Nel 1948, infatti, Bréan volle commemorarlo pubblicando sulle pagine del periodico Les Alpes, rivista ufficiale del Club Alpino Svizzero, alcuni interessanti aneddoti su Henry.
Il canonico, in quelle righe, rammentava - tra le altre cose - come nel 1938, quando era viceparroco alla Cattedrale di Aosta, mentre con un amico stava transitando nei pressi di Porta Palazzo a Torino, incontrò l’abbé
Henry chaussé de gros soulier de montagne, tenant en main une canne rustique, portant une soutane presque elimée, il s’en allait tranquillement devant nous, en fumant la pipe.(2)
I due religiosi ebbero un breve colloquio, poi ciascuno tornò sui propri passi.
Fu allora che l’amico, rimasto in disparte, domandò chi fosse quel prete: c’est l’abbé Henry, fu l’immediata risposta di Bréan. Que dites-vous? L’abbé Henry? Le curé de Valpelline? Le fameux alpiniste?
Domandò, incredulo, l’amico che non riusciva a immagine come un personaggio di quell’importanza fosse così à la bonne.
In effetti, Henry - ottimo sacerdote, naturalista emerito, apprezzato storico-divulgatore, scrittore molto originale e soprattutto celebre alpinista - era circondato da grande fama e autorevolezza.
Bréan riteneva, e non a torto, qu’il n’y a pas en Vallée d’Aoste montagne ou col de quelque importance, où l’abbé Henry n’ait mis le pied.
Il suo, però, era un alpinismo diverso. Non era, cioè, da lui inteso come un exercice de muscles, una prova di forza, di vanità o, peggio ancora, un atto che potesse mettere in pericolo la vita.

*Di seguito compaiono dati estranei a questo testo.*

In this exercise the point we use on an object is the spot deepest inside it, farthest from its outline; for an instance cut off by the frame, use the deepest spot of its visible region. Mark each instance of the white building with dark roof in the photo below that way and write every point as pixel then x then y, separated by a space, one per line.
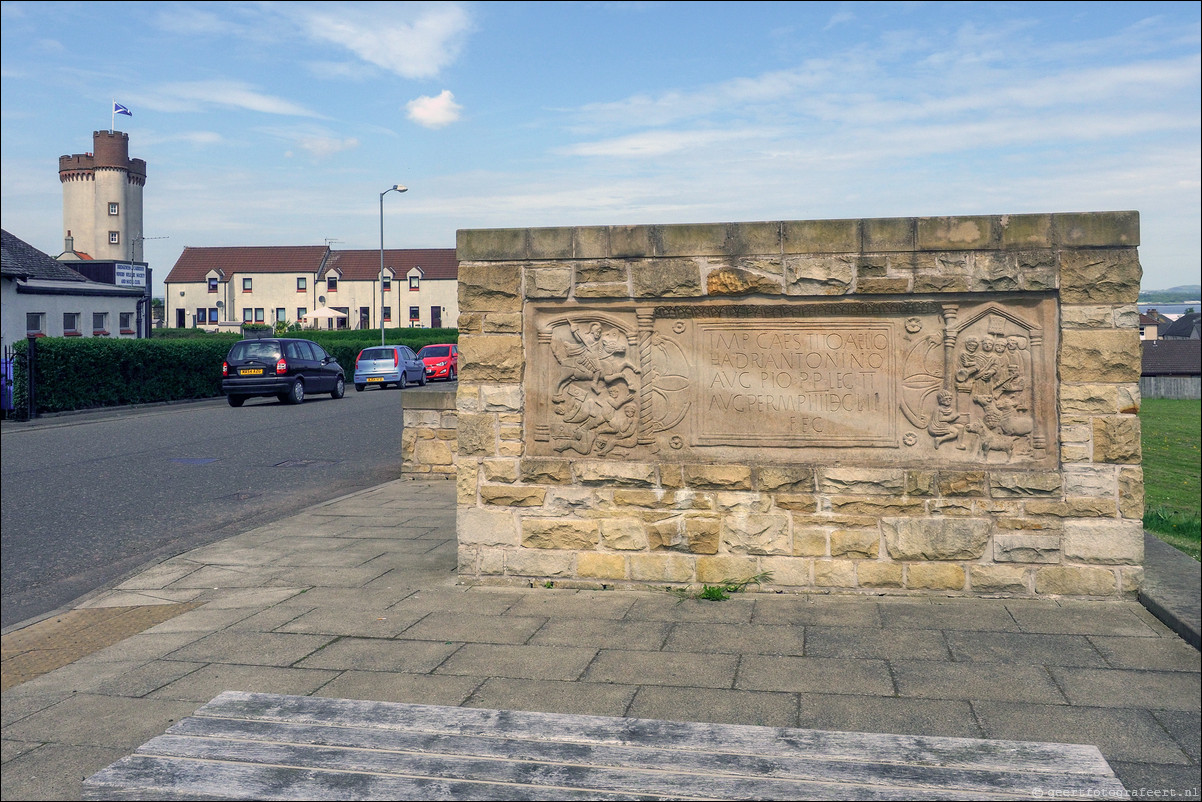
pixel 43 297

No: il suo salire in vetta era fatto per fortificare lo spirito, per elevare l’anima a Dio e per godere del Creato.
Non a caso, per l’abbé
Henry, le sue escursioni, fossero solitarie o in compagnia, avevano sempre per obiettivo una particolarità del mondo alpestre da chiarire o una questione scientifica da risolvere: trasferì le sue impressioni e le sue scoperte in relazioni di piacevole lettura, in uno stile limpido e senza retorica, che attestano una preparazione culturale non comune. Ai suoi scritti siamo debitori di pagine tra le più fresche e divertenti della letteratura alpina.(3)
Certamente, tra queste ultime, vi sono quelle che raccontano dell’asino Cagliostro che nel luglio del 1931 sarebbe stato da lui condotto fino in vetta al Gran Paradiso. Operazione - chiarì lo stesso Henry - per indurre tutti a salire al Gran Paradiso e per provare che tutti possono arrivare sulla sua cima.(4)

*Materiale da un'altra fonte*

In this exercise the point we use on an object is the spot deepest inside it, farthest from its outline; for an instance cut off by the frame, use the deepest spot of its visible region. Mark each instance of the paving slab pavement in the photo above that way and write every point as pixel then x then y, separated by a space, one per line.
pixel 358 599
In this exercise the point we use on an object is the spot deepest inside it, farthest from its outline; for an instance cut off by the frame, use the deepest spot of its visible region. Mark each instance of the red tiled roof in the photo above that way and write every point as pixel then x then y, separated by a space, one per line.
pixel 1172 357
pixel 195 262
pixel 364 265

Il suo abito talare liso, logoro, diventò quasi leggendario. Henry sosteneva che una persona elegante rischiava di pagare di più i servizi. Un giorno, infatti, scendendo dalla diligenza a Châtillon assieme all’abbé
Gontier (vestito in maniera elegante), il vetturino gli disse: Kiel ca l’è guida mac des solds, cinque franchi per il signore;(5)
"Lei che è la guida solo dieci soldi, cinque franchi per il signore".
Morì a Valpelline il 26 novembre 1947 dove fu parroco dal 1903 al 1947.
Un giorno scrisse: Voglio essere sepolto con i due miei inseparabili compagni; la piccozza e il breviario. Con la prima busserò alla porta del Paradiso, col secondo mi farò riservare un angolino dietro la porta.
A tale proposito, Umberto Pelazza chiosò: Forse per tirar fuori la pipa di nascosto da San Pietro. Neanche in Paradiso ha preteso granché.(6)
Immagine di copertina: Lo Partisan, 5 dicembre 1947.
(1 ) Esprit Nomade, 1° maggio 1948. (2) Ibidem. (3) J.-M. Henry, Le ràye di solei, p. 224. (4) U. Pelazza, L’abbé Henry alpinista, in Revue Valdôtaine d’Histoire Naturelle, n. 51, 1997, p. 35. (5) Ibidem, p. 36. (6) Ibidem, p. 37.